Progressive Autonomy for AI Agents: From Intern to Principal
Progressive autonomy for AI agents: from intern to principal
Most companies give AI agents either full access or no access. Binary. On or off. An agent that can query a database can also delete records, because the permissions model does not know the difference between reading and destroying.
I spent the last year building an agent governance system that treats this differently. The core idea is not complicated. Agents are workers. Workers earn trust over time. So we built a system where they do exactly that.
Why RBAC falls apart for agents
RBAC was built for humans. A human with database admin access understands that you do not drop tables in production on a Friday afternoon. An agent does not have that instinct. It follows instructions. If the instructions are wrong, or if the model hallucinates a step, the permissions model will not help you.
So most teams pick one of two bad options.
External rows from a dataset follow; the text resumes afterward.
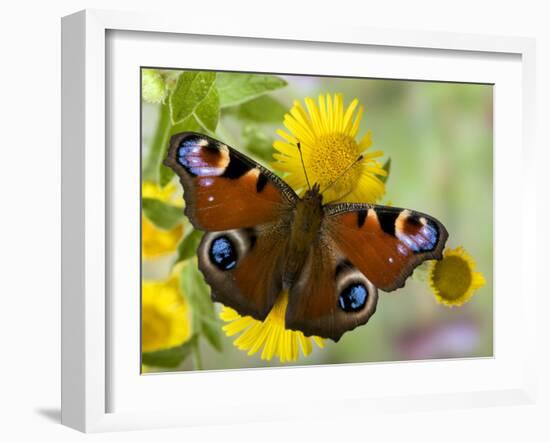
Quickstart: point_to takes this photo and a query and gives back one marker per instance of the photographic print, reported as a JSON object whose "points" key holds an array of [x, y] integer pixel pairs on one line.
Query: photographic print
{"points": [[307, 220]]}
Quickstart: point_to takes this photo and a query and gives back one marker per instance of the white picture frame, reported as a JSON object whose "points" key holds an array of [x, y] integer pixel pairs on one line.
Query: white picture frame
{"points": [[94, 177]]}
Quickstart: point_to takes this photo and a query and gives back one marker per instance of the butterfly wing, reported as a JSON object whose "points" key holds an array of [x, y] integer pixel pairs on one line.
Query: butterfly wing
{"points": [[361, 248], [245, 210], [224, 189], [331, 296], [385, 243]]}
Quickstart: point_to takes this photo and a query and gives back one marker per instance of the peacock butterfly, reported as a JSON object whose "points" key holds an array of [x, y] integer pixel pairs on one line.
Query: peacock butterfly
{"points": [[262, 238]]}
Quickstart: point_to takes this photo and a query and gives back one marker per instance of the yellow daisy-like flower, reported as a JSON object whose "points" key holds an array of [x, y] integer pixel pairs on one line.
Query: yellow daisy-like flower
{"points": [[157, 242], [165, 316], [332, 156], [169, 194], [270, 334], [453, 279]]}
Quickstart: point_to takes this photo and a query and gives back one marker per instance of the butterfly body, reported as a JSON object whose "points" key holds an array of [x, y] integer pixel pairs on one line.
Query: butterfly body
{"points": [[305, 226], [262, 238]]}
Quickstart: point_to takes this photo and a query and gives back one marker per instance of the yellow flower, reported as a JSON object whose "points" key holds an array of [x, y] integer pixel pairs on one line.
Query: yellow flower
{"points": [[169, 194], [327, 136], [156, 242], [165, 319], [453, 279], [269, 334]]}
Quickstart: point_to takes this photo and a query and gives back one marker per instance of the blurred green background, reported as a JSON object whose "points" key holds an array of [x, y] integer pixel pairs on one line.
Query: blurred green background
{"points": [[439, 138]]}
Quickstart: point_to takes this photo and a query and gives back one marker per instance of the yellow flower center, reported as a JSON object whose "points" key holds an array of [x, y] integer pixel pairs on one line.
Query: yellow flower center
{"points": [[452, 277], [332, 154]]}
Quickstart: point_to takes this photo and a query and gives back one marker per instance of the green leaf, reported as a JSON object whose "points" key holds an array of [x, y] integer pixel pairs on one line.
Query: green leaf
{"points": [[188, 247], [170, 358], [195, 95], [237, 88], [386, 167], [153, 86], [194, 106], [159, 145], [264, 109], [197, 292], [161, 214], [257, 142]]}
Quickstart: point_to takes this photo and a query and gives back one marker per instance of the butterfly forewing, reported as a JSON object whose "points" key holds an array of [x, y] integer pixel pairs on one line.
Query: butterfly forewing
{"points": [[245, 210], [385, 243]]}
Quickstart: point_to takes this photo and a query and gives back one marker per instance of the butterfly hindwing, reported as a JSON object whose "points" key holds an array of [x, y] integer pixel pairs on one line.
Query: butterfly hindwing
{"points": [[223, 188], [331, 296], [385, 243], [244, 267]]}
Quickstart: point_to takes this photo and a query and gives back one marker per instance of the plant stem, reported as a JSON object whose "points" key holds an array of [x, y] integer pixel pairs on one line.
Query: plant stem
{"points": [[159, 145], [197, 359]]}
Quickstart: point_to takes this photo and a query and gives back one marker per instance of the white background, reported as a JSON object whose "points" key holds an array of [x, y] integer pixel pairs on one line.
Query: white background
{"points": [[30, 221]]}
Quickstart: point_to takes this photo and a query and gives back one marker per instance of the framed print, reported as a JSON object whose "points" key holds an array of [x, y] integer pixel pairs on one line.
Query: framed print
{"points": [[277, 211]]}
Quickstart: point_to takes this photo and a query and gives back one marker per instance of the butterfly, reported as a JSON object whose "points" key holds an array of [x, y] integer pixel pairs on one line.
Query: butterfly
{"points": [[262, 238]]}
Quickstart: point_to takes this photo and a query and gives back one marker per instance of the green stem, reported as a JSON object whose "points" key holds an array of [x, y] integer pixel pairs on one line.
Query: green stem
{"points": [[159, 145], [197, 358]]}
Give agents broad access and hope nothing goes wrong. Or lock them down so hard they cannot do anything useful.
We wanted a third option.
Agents as employees
In our platform, every agent gets an identity. A proper identity token that follows it across every system it touches. That identity carries a trust level. The trust level controls what the agent can and cannot do.
Four levels. Each one earned, not given.
Intern
Read only. Query data, read logs, look at things. Cannot change anything. Every new agent starts here. No exceptions, no fast track.
Junior
Can write to non-critical systems, but a human approves each action first. The agent proposes a change. A person reviews it. If it looks right, the person approves. Slow on purpose.
Senior
Production writes, no human in the loop per action. But everything is logged. What was called, what parameters were passed, what the system state looked like before and after. Full audit trail.
Principal
Broad tool access. Can chain actions across services and make production decisions. Runs under real time behavioural monitoring, which I will get to shortly.
How trust gets earned
Agents do not get promoted because someone ticks a box. The system tracks every tool call. Success rates. Policy compliance. Whether outputs match known correct answers when we can check.
After enough correct behaviour at one level, the agent becomes eligible for the next. A human still approves the promotion. But the data backs the decision.
This is what a good manager already does with new hires. Small tasks first. Check the results. Bigger tasks if the results are good. We just wrote it down as code and made it auditable.
The permission check
Every tool in the system has a minimum trust level attached. A read only database query might need Intern. A production deployment needs Principal. When an agent calls a tool, the system checks the agent's level against the tool's requirement. Too low? Blocked. Logged. Done.
This happens on every call. No caching, no "it worked last time." Every call is checked fresh, because the agent's level can change between calls if something goes sideways.
Watching for strange behaviour
Even Principal agents are not fully trusted. The system builds a behavioural baseline for each agent. How many records does it normally read? How often does it write? Which tools does it call?
An agent that normally reads 10 records suddenly trying to read 10,000 gets flagged. An agent that calls three tools on a normal day suddenly calling fifteen gets flagged. Does not always mean something is wrong. Does mean someone should look.
Kill switches
Every trust level has a kill switch. If an agent does something that worries you, drop it to Intern in milliseconds. Not minutes. The very next tool call hits the new, lower permission level. If things are bad enough, revoke the identity entirely. The agent is frozen until someone investigates.
Agent failures are not like human failures. A person makes mistakes at human speed. An agent can make a thousand bad calls in a second. You need a response mechanism that matches that speed.
What went wrong early on
The first version had three levels. No Junior. Agents went from read only straight to production writes with logging. Too big a jump. We had an agent get promoted too quickly, make a run of bad writes, and it took hours to clean up. The Junior level exists because of that incident. The human approval step on every write slows things down, but it caught problems we would have missed.
We also did not track behavioural patterns at first. Only permission levels. An agent could go from reading 5 records a day to reading 50,000, and as long as it had the right level, nobody noticed. That gap is closed now, but it should have been there from day one.
Why regulators will ask about this
EU AI Act, Article 14. Human oversight of automated decisions. Most companies treat this as a checkbox exercise. Add a human review step somewhere and move on.
Progressive autonomy gives you something real to show an auditor. At the Intern and Junior levels, humans are in the loop on every write. At Senior and Principal, oversight is structural: audit logs, behavioural monitoring, kill switches. Not bolted on after the fact. Built into how the system works.
When someone asks how you maintain human oversight, you show them the trust levels, the promotion history, the audit trail, the kill switch logs. That holds up better than a process diagram with a "human review" box in it.
What comes next
Promotions still need human approval. I think that is right for now. But the system already has enough data to recommend promotions. The question is how much friction we want to remove, and when.
I also think four levels is too coarse. A Senior agent probably should not have the same permissions for the reporting database and the payments system. Per-system trust levels are on the list.
The basic principle stays the same, though. Agents earn trust through behaviour. That trust is tracked. And it can be taken away faster than it was given.